I was watching an old "Honeymooners" rerun with a friend and we came to Jackie Gleason's Ralph's inevitable "To the moon, Alice!" expression of frustration with his wife, and suddenly I realized that it WAS inevitable, so why were we laughing, having heard it a dozen times before? My friend pointed out that Gleason's timing - the manner in which he held his slow-burn, the widening of his eyes, the sudden "Bang! Zoom" take off into the line - was what always made it funny. We weren't laughing at the line so much at the performance of it.

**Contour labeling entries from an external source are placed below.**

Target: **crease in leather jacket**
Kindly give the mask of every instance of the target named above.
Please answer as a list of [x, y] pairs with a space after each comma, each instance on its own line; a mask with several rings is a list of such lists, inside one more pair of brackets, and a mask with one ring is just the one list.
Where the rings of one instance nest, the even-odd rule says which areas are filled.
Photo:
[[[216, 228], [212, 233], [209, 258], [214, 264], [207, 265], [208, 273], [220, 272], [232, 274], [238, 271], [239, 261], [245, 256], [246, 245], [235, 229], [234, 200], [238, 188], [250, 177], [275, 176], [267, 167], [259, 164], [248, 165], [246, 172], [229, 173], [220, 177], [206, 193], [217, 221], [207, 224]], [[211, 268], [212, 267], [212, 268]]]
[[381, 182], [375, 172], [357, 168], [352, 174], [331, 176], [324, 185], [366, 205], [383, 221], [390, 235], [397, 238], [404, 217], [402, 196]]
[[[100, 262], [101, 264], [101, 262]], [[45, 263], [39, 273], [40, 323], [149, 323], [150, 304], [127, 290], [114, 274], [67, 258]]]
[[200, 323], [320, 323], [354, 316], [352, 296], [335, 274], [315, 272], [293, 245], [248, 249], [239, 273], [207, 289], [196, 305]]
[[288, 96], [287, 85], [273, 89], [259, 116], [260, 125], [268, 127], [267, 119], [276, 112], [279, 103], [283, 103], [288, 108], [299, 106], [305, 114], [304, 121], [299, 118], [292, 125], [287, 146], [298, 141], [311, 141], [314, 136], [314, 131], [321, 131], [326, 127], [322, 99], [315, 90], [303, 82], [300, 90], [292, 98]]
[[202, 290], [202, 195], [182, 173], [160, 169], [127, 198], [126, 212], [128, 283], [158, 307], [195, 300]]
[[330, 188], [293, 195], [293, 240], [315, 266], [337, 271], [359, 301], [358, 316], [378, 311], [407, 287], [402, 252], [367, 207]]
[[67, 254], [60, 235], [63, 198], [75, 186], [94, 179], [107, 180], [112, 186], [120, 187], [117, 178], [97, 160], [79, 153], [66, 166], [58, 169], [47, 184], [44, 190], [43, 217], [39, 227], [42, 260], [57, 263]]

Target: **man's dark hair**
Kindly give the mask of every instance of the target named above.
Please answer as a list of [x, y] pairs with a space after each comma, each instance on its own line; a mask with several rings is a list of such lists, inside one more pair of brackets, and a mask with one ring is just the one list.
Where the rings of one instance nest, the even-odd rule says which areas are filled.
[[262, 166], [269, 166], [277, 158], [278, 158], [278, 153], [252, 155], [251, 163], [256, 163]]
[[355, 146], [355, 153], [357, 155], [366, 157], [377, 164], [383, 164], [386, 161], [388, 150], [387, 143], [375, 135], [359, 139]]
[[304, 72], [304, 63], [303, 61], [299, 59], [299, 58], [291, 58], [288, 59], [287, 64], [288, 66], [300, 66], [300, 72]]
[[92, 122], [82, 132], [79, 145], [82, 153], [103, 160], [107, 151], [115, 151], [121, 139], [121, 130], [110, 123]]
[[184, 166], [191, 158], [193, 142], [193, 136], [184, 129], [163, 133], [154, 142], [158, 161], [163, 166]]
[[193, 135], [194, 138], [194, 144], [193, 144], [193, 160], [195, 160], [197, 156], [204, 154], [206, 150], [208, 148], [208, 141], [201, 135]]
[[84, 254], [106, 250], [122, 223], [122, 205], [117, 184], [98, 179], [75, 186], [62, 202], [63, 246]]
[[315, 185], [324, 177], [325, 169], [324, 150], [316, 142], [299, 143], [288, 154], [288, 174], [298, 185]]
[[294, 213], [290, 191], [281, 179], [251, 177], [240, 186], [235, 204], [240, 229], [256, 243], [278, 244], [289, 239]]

"Don't Be A Menace" is the most obvious collection of predictable gags and bits I have seen in a long time, but it is by far the funniest. The Wayans are rather stuck - the genres they parody here have very rigid conventions, so much so that there is usually only one or two gags one can use to mock them - e.g., when a young gangsta warns us that many young men in the 'hood don't live to see their 21st birthday, we all know what's coming next. So the Wayans handle it in a manner that delays the punchline while emphasizing its obviousness. Thus we laugh with them, appreciating the way they pull it off, and recognizing the gangsta genre limit that's getting parodied, rather than at the bit itself.
Just about the whole movie operates on this level, and for this reason has become one of my favorite comedies. The Wayans capture every moment with a dead-on rhythm that blends the gags into a kind of music. Shawn plays the steady bass while Marlon does some wild riffing. Other characters and bits drop in and out like improvisation and sound effects. Keenan Wayans drops in every now and then like the voice on a scratch dub. The tempo could have been a little swifter, but the rhythm itself is excellent.
Comedy like this is very tricky, and I personally didn't think the Wayans' efforts in the "Scary Movie" films were quite as successful - but here they move it right along.
It's rude, it's crude, it's in-yor-face - and it's just a delight to watch.